E outras observações sobre Mackenzie como um molestador sexual. A frase é útil porque "racista" também não era uma palavra do século 18. Como se pode comparar o Mackenzie racista com o Mackenzie molestador de crianças?

Não há dúvidas de que Mackenzie, como quase todos os seus "semelhantes", achava que os brancos eram superiores aos nativos, que seus interesses eram mais importantes que os dos nativos, e que apenas em casos excepcionais um pele-vermelha poderia ter autoridade sobre qualquer pessoa branca. Tudo bem que os exploradores brancos dormissem com as índias, mas era repugnante pensar sobre um índio casando com uma europeia. Mackenzie, em suma, era um racista. Se tivesse sido possível explicar o termo para ele, livre de suas conotações negativas esmagadoras de hoje, ele certamente não negaria o epíteto.

Mas molestador de crianças? Não temos nenhuma evidência de crueldade, de ele ter forçado a menina, ou mesmo a explorado de maneira diferente do que faria com uma mulher mais velha. Podemos hoje achar repugnante que a idade inglesa de consentimento só tivesse passado dos 12 para os 13 anos no final do século 19, mas isso não torna molestadores os homens que se casaram com meninas de 14 anos cem anos antes.

Por outro lado, Lewis Carroll (Charles Dodgson, autor de Alice no País das Maravilhas) era pedófilo? Ele certamente tirou muitas fotografias de meninas nuas, e os registros de seus diários, no qual ele usava o francês "sans habilement", indicam que em seus livros essas não eram fotos comuns. Se, como Anson (1980) afirmou, ele tinha uma grande coleção de materiais pornográficos produzidos por pornógrafos comerciais lúbricos, Lewis Carroll não parece muito diferente do estereótipo contemporâneo do pedófilo. Mas suponha que isso seja apenas uma acusação contra Lewis Carroll. Ele era apenas um professor de matemática na universidade de Oxford, cuja vida de fantasia era povoada por menininhas, uma vida de fantasia que ele realizava tirando muitas fotografias da inocência nua. Se for assim, ele ainda pode ser chamado de pedófilo no sentido literal da palavra: "um adulto que é sexualmente atraído por crianças" (American Heritage Dictionary).

Há, é claro, uma diferença entre chamar Lewis Carroll de pedófilo (tivesse ele ou não acariciado alguém impropriamente) e Mackenzie de racista. Chamar alguém de racista implica pelo menos numa falta de respeito dele pela dignidade dos indivíduos de outras raças. Chamar um homem poderoso, que está em contato constante com outra raça, de racista, implica em que ele tenha causado dano às pessoas mais fracas que encontrou. Podemos ficar satisfeitos em pensar exatamente isso a respeito de Alexander Mackenzie quando ele atravessava a América do Norte de leste a oeste e do centro ao norte. Ficamos satisfeitos em chamar Dodgson de pedófilo? Para a maioria das pessoas, pedófilo não significa o que o dicionário diz que significa. Significa mau, perigoso, monstruoso.

Quando um bloco de um conjunto habitacional descobre que um pedófilo libertado vai se mudar para um apartamento vazio, rebenta um motim. Mas se Dodgson apenas fantasiava, e fotografava meninas pequenas sem sequer implicar em qualquer dano, muitos acharão que ele não causou mal a ninguém, e resistirão às conotações pejorativas de pedofilia.

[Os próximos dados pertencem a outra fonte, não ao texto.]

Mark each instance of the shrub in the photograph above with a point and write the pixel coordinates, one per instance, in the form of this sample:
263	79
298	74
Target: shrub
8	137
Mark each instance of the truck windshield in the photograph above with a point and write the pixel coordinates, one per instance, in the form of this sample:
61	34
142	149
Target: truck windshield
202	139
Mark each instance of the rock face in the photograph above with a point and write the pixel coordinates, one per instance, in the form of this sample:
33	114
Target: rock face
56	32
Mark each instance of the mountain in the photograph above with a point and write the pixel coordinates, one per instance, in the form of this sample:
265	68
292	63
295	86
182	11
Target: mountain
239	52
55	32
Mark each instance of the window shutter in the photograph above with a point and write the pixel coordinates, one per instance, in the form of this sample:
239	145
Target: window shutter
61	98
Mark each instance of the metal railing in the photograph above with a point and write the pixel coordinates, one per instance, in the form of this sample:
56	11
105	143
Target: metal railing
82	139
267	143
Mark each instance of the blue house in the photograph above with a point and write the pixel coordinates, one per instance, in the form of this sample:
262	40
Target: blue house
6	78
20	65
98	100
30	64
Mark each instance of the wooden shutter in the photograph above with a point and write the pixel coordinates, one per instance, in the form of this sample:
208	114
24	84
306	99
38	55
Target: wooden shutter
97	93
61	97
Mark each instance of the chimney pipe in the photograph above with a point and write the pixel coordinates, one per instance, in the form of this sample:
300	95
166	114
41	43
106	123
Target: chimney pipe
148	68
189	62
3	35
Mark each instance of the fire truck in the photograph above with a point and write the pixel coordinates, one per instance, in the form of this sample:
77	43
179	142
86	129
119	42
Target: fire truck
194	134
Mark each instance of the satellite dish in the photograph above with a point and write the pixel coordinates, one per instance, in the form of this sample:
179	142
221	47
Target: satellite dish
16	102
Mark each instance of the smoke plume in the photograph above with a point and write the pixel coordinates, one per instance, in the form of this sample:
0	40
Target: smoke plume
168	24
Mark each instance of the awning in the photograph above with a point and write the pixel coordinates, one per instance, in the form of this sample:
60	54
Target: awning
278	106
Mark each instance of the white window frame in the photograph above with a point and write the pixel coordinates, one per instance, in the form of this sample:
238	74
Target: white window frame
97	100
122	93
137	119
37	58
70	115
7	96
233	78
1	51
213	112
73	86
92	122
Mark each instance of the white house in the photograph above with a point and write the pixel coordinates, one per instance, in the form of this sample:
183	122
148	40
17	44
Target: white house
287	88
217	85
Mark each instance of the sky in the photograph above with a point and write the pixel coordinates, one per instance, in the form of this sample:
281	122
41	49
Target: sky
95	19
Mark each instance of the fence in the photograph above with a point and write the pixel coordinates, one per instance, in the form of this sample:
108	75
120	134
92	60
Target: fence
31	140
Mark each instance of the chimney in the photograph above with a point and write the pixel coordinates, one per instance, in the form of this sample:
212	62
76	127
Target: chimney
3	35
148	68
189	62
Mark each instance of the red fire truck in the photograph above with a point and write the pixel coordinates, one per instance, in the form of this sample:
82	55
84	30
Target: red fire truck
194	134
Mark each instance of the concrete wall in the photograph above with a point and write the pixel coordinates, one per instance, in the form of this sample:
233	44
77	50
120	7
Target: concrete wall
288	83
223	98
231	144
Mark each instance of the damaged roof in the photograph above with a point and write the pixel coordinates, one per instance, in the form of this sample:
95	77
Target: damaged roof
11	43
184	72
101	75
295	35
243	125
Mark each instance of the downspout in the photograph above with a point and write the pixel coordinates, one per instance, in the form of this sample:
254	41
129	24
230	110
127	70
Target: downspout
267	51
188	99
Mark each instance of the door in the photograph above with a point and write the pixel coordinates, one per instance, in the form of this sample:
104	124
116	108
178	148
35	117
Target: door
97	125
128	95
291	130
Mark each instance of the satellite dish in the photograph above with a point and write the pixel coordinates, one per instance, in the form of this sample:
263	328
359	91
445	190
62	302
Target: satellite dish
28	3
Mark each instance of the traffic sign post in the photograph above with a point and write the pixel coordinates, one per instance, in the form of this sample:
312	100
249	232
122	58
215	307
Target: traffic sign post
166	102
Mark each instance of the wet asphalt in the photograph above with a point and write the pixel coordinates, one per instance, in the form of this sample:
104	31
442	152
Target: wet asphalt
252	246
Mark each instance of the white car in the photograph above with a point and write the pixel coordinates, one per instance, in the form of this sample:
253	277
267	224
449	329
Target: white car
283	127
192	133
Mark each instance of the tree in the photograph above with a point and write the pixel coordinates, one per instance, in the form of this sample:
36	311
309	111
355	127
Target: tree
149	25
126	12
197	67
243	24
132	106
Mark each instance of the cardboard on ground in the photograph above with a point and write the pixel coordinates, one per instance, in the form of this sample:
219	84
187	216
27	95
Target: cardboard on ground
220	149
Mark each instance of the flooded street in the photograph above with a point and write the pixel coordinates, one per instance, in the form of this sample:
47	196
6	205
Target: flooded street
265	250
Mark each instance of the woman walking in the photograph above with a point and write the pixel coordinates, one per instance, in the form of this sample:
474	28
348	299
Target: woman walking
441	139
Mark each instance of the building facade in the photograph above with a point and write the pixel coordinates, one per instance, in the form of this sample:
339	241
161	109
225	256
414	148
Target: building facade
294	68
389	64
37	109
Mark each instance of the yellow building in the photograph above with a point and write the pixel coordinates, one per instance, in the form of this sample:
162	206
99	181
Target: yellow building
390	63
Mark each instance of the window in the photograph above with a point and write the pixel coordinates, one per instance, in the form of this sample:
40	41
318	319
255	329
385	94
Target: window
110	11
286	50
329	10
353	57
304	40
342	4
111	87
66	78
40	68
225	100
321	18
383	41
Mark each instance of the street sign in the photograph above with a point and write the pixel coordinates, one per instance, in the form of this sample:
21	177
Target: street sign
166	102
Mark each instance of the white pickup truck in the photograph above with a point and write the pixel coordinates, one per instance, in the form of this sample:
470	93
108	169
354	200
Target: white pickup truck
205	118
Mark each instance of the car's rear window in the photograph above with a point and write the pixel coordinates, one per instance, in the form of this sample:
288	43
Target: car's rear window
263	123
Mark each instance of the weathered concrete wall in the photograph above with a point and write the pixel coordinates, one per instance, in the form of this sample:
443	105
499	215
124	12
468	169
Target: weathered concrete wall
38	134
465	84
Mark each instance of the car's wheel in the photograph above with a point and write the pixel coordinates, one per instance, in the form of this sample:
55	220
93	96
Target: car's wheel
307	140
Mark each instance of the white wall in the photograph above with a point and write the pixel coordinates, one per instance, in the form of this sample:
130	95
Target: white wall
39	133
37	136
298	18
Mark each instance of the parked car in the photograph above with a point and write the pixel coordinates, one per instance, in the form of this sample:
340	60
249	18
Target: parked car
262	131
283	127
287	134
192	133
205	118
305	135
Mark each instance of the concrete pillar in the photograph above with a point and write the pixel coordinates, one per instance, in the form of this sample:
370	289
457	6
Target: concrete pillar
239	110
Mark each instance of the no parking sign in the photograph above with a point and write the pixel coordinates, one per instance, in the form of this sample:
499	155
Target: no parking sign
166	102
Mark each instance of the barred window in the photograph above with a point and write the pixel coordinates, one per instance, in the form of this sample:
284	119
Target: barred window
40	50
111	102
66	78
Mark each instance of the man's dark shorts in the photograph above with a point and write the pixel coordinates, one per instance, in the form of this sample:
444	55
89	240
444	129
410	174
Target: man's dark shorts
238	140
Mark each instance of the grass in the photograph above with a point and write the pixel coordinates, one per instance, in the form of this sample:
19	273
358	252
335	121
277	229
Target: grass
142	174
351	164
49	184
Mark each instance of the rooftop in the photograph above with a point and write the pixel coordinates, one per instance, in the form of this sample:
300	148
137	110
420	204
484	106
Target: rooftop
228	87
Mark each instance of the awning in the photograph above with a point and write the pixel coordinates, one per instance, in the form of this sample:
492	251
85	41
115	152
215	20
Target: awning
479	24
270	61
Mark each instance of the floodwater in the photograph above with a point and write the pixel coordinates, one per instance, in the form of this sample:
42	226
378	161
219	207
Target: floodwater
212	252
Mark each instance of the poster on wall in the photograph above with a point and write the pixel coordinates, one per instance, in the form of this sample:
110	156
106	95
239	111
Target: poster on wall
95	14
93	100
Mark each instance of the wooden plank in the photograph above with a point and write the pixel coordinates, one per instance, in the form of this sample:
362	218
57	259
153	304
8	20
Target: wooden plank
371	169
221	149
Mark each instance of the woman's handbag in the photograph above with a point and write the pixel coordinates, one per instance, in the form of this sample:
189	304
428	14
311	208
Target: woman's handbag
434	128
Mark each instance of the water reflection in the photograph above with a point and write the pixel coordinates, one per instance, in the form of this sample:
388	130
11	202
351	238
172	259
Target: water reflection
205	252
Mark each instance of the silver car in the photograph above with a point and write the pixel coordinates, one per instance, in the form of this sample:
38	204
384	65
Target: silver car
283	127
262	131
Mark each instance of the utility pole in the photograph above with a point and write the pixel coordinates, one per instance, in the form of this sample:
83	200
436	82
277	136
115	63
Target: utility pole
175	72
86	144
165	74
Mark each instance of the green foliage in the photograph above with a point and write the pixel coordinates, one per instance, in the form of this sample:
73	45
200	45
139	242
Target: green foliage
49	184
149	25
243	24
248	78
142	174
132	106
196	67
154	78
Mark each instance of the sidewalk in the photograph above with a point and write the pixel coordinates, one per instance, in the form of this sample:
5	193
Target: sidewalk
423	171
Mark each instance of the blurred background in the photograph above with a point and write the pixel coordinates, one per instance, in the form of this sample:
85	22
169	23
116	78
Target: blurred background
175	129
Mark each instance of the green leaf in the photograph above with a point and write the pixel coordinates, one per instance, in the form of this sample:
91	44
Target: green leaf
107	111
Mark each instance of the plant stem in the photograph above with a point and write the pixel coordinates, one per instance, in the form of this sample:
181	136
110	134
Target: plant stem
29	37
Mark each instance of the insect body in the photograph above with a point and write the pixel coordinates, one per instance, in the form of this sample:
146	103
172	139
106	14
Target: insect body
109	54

Dessa perspectiva, é especialmente triste que o nome de Carroll tenha sido assumido por organizações e publicações pedófilas que ele acharia grosseiramente ofensivas. Mais triste ainda que um boletim pedófilo de Nova Iorque, que tentava se manter dentro da lei, tenha sido nomeado Wonderland, e no fim tenha sido completamente invadido pelos inspetores postais americanos por seus objetivos de armar ciladas - como parte de um plano que eles nomearam em código como Projeto Looking-Glass, confirmando seu próprio ditado de que pornografia produz pornografia (Tate, 1990).

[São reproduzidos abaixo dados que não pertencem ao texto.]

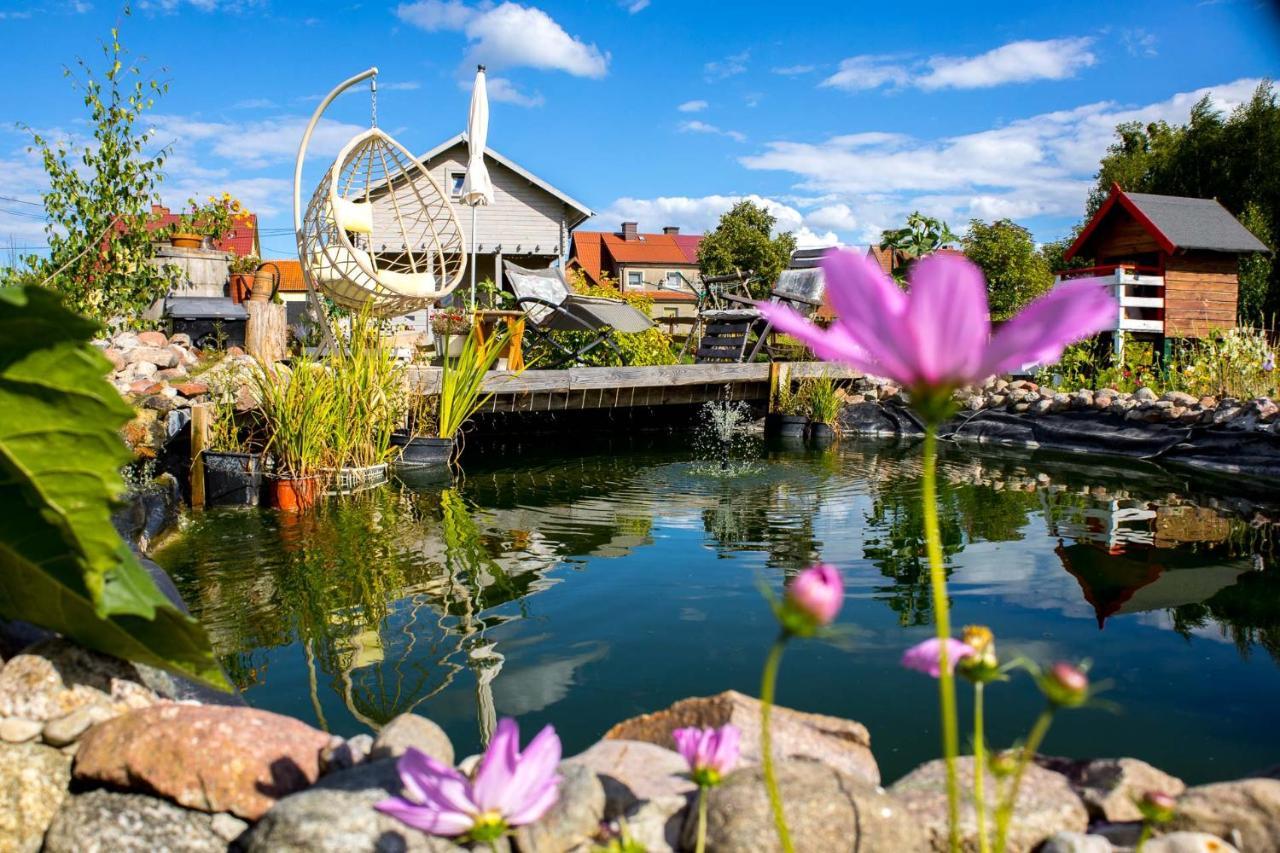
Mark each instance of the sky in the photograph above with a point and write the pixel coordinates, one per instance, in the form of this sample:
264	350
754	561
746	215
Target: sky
840	117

Mude agora de indivíduos para sociedades. Insisti em que há um contraste entre as ideias vitorianas de crueldade contra crianças e as nossas sobre abuso contra crianças, mas muitos autores foram na direção oposta, percebendo as antigas práticas de infanticídio dos gregos como um abuso de crianças especialmente horrível (Radbill, 1968). "Cruel" sem dúvida cabe. Como se poderia negar que os pais ou governantes que expunham os bebês foram cruéis ao fazê-lo? Mas, abuso de crianças? Alguns não têm escrúpulos. Donovan (1991) argumentou que Freud cometeu um enorme erro a respeito da lenda de Édipo. Não se trata da história de incesto entre adultos, mãe e filho, mas de um abuso hierárquico de criança, com Jocasta aleijando Édipo primeiro, e depois entregando-o a um pastor para ser morto.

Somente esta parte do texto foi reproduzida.